Thirdly, unlike the violence-prone 1979 revolutionaries, present-day Greeners show a remarkable antipathy towards indiscriminate and mindless violence. In fact, this could be said to be the closest to civil non-violent struggle in memory. We welcome this development as a new form of struggle for social and political empowerment for the third world and beyond (see: Frontline, "A Winning Strategy" at pbs.org). The South African model--where regime henchmen were given blanket clemency--is all the more critical for us because for millions of our devout fellow citizens, support for the regime is unfortunately equated with maintaining faith in God and the prophet.
Finally, this brings us to the contention that our group is for subordinating workers' rights to some nebulous larger aims. What NILU member Homayoun Pourzad was saying in that interview was not that workers should put on hold the promotion of their class interests or that women and young people should not advance their interests. Any cursory glance at our English-language website, Iran Labor Report, would show that we are doing exactly opposite of what the N&L author wrote we are doing or saying. (The same could be said of Zahra Rahnavard, also treated unfairly by the author.) In fact, we are helping with organizing the unorganized at great risk to our security and safety.

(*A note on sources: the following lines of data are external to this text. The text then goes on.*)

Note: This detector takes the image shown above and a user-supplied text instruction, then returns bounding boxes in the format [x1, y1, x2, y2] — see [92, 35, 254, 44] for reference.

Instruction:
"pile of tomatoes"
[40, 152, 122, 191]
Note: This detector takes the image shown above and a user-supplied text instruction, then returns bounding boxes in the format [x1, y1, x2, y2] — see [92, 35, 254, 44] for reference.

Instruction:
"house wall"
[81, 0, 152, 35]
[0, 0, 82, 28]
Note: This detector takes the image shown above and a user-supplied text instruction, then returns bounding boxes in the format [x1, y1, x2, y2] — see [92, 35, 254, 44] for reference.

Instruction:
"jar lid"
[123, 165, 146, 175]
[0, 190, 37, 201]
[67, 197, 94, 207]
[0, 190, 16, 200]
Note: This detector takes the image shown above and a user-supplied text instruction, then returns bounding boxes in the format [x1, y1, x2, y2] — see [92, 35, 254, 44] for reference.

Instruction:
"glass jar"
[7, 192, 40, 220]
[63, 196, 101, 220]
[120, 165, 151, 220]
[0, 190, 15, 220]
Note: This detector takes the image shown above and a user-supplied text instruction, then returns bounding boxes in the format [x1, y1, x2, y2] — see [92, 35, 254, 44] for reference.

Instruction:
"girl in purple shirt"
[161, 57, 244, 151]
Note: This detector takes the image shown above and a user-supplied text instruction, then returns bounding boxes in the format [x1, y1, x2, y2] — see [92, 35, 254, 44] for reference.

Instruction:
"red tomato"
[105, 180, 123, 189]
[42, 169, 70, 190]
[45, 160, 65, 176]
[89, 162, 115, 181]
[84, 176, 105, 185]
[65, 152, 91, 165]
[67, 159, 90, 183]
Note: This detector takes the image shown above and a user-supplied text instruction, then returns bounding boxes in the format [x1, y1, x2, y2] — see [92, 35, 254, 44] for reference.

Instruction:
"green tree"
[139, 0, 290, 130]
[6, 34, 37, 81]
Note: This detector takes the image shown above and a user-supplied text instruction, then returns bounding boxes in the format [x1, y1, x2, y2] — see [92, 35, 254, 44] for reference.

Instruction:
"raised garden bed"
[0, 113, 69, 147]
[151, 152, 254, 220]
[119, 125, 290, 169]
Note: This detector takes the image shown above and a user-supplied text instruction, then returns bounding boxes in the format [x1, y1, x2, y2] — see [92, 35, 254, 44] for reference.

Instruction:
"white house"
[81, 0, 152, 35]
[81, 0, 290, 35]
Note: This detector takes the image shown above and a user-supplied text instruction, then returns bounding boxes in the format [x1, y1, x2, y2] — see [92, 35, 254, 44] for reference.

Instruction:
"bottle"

What Pourzad said in the interview was that differences among the various Green Movement contingents should not be allowed to aid the enemy to the detriment of the movement. Our movement is still rather weak while the enemy is ruthless, powerful and extremely cunning. What makes them even more dangerous is the special combination of religion and right-wing politics which they excel at exploiting with devastating results. For instance, there are currently over 40,000 volunteers signed up for suicide missions in Iran. In 2005-2006, the mighty U.S. Army was almost brought to its knees in Iraq by less than 1,000 suicide mission volunteers.
The analogy is not unlike the Weimar Republic before Hitler's rise to power. Had the liberals, socialists and communists united against Hitler, instead of attacking one another, the Nazis would probably not have been able to capture power in 1933 or even later. We are at a historic juncture which we could ill afford to miss. Any move that makes us weaker must be avoided. Class, gender and ethnic differences must be respected and articulated comradely and amicably. This was and remains the gist of our position.